Foster diz: “Não é preciso que todos sejam especialistas, mas o benefício real começa a acontecer quando toda equipe tem um usuário avançado de dados, o que pode ajudar a equipe a responder a novas questões e desafios mais rapidamente. Isso aumenta a velocidade da tomada de decisões que ocorre dentro da empresa”.

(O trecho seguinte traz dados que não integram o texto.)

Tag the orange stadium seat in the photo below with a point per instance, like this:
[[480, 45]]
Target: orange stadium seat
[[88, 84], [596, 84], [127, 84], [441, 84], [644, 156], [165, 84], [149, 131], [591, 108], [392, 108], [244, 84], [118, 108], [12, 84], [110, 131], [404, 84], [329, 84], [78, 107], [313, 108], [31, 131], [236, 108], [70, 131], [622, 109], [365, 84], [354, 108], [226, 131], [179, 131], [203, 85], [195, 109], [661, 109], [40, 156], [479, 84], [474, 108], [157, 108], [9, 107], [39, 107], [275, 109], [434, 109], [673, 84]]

Os dados nunca substituirão as interações sociais genuínas ou a cultura da empresa, mas à medida que construímos empresas mais globais, descentralizadas e virtuais, o que eles oferecem é algo igualmente importante: uma linguagem comum para a transformação.
Mike Walsh é autor do livro ” The algorithmic leader: how to be smart when machines are smarter than you“. Walsh é CEO da Tomorrow, uma consultoria global cujo foco é preparar as empresas para o século 21.